How to Take Advantage of Balance Transfers

This post explains how to take full advantage of the low balance transfer rates offered by many credit card companies. To figure out exactly how much money you can save/make by doing this, take 5 minutes to figure out the average interest rate you are paying on your debt. Once you know what you are paying now, you can get a better idea of how much you can save by dropping your debt interest rates massively by taking advantage of promotional balance transfer rates.

Getting the Cash out of Your Credit Card

If you look around on the Internet you will find that most promotional balance transfers apply not only to transferring balances, but also to checks written from your credit card (sometimes called convenience checks.) You can use these checks to transfer money from your credit card into your checking account – once it’s there, you can do whatever you want with it – maybe pay off your car loan using this new money that you are only paying 2% on. Better yet, you can use the money to invest in low risk securities.

Often times the best balance transfer cards do not come with the luxury of letting you write checks from the card at the promotional rate – you can get convenience checks with all credit cards, but often you will have to pay the full interest rate of close to 20% on money extracted via these checks. You can easily deal with this by getting 2 cards, one with the lowest interest check rates you can find and one with the best overall balance transfer rate. Simply write checks out of the first account and then pay that account off using the ultra low interest balance transfer card.

Examples of Profiting from Balance Transfers

Profit by Saving Money on Debt

Say you purchased a car for $12,000 and intend to pay it off over 5 years. If you were to use a traditional car loan at 8% interest, you would end up paying $2,599 in interest by the end of the 5 years. If, on the other hand, you decided to pay for this car using a promotional balance transfer rate of 3% (which is quite easy to find) you would pay just $937 by the end of the fifth year – a savings of $1,662! To pull this off requires a little work, since promotional rates typically last around 12 months, you need to be ready to sign up for the next card with a new promotional rate at the end of each year.

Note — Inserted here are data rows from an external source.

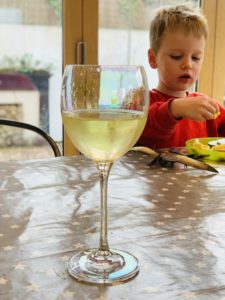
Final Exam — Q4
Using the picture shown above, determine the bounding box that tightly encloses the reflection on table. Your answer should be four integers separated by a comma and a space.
0, 153, 225, 300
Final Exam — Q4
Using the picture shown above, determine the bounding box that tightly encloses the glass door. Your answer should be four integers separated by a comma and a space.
0, 0, 62, 159
98, 0, 200, 89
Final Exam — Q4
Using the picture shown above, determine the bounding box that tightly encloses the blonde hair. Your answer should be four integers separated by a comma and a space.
150, 5, 208, 53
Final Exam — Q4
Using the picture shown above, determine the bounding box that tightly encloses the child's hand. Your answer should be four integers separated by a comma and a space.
169, 95, 220, 121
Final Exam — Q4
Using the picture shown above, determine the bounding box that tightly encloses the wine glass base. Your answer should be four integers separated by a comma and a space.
68, 249, 139, 285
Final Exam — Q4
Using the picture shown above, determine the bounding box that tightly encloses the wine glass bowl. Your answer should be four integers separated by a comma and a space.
61, 65, 149, 284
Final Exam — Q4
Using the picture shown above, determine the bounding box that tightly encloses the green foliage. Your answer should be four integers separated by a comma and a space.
0, 54, 53, 74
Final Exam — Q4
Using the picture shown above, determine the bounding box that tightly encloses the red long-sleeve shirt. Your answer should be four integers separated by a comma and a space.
138, 89, 225, 149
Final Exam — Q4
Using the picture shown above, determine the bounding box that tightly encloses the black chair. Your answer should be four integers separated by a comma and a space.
0, 119, 61, 157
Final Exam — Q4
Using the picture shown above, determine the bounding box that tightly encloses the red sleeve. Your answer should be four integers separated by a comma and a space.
139, 92, 179, 147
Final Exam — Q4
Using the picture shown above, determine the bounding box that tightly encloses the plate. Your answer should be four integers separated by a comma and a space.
186, 137, 225, 161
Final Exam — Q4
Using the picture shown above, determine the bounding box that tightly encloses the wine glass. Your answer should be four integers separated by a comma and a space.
61, 65, 149, 284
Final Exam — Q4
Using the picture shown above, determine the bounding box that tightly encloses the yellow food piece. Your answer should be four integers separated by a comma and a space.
212, 145, 225, 152
213, 111, 220, 119
192, 142, 210, 150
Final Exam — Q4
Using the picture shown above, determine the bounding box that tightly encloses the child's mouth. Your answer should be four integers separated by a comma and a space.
179, 74, 191, 79
179, 74, 191, 83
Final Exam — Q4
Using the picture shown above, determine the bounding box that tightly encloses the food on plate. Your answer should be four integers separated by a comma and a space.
192, 142, 210, 150
212, 145, 225, 152
213, 111, 220, 119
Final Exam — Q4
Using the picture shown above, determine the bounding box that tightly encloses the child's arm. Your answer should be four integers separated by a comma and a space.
169, 95, 220, 121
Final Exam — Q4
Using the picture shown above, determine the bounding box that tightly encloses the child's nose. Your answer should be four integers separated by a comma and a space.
181, 58, 192, 69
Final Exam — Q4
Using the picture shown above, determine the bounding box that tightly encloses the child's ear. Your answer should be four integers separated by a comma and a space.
148, 48, 157, 69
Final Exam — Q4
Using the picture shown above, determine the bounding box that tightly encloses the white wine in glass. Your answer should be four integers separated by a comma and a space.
61, 65, 149, 284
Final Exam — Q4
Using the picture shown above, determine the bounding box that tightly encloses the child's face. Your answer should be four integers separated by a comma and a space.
149, 30, 205, 97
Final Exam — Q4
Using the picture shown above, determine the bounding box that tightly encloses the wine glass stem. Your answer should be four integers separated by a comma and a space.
97, 161, 113, 252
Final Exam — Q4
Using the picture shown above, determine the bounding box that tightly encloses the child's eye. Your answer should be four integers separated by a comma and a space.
170, 55, 182, 60
192, 56, 201, 60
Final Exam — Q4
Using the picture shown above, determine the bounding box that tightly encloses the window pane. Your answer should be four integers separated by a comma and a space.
0, 0, 62, 161
99, 0, 199, 88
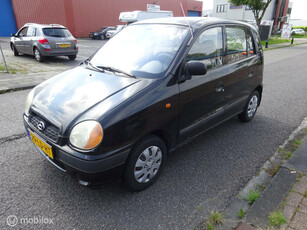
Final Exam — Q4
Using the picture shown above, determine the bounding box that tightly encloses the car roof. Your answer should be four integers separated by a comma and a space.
24, 23, 66, 29
133, 17, 255, 29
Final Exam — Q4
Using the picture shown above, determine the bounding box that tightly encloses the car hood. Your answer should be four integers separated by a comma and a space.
31, 66, 148, 131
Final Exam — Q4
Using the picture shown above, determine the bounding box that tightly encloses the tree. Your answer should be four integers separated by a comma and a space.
229, 0, 272, 29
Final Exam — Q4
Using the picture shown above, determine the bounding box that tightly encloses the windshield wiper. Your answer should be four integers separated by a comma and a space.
84, 59, 104, 73
96, 66, 136, 78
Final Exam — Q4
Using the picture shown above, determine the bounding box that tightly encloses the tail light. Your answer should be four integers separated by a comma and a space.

In the event that you cannot find one – you simply go get the car loan – this is not ideal, but at least you would have benefited from the low rate for the first year. Typically you can find promotional rates of well under 3% – saving you even more money. Be careful! these credit cards typically only require you to make very small payments during your promotional period, make sure you don’t forget to keep making the payments that will allow you to have the car paid off in 5 years!

Profit by Earning Interest on Your Balance Transfer

Say you apply for the MBNA Platinum Plus MasterCard and get the promotional rate of 0% for 15 months with a credit limit of $10,000. Write yourself a convenience check and transfer the full $10,000 to your High Interest Savings Account at 2% interest annually (ING Direct TFSA for example.) If you leave the money in there for the 15 months you will make $252.94.

Profit by Investing Your Balance Transfer Funds

Obviously you can take this to the next level and invest in something with a higher return like a 5 year GIC – but you had better be ready to hunt hard for very low interest balance transfer rates as it comes time for you to shift things around. In the event you have cannot find a low enough rate, you would be forced to pull your GIC, forfeit the interest earned, and pay off the card – not the end of the world, but not ideal

Of course you can always take things to the next level and use the cash from the balance transfer to invest in stocks, bonds, mutual funds, real estate, etc, but as always, be careful. If you lose the cash in the market, you will either have to find a way to pay off the card with other money of yours or be ready to find another ultra low interest rate card/account to pass the debt onto.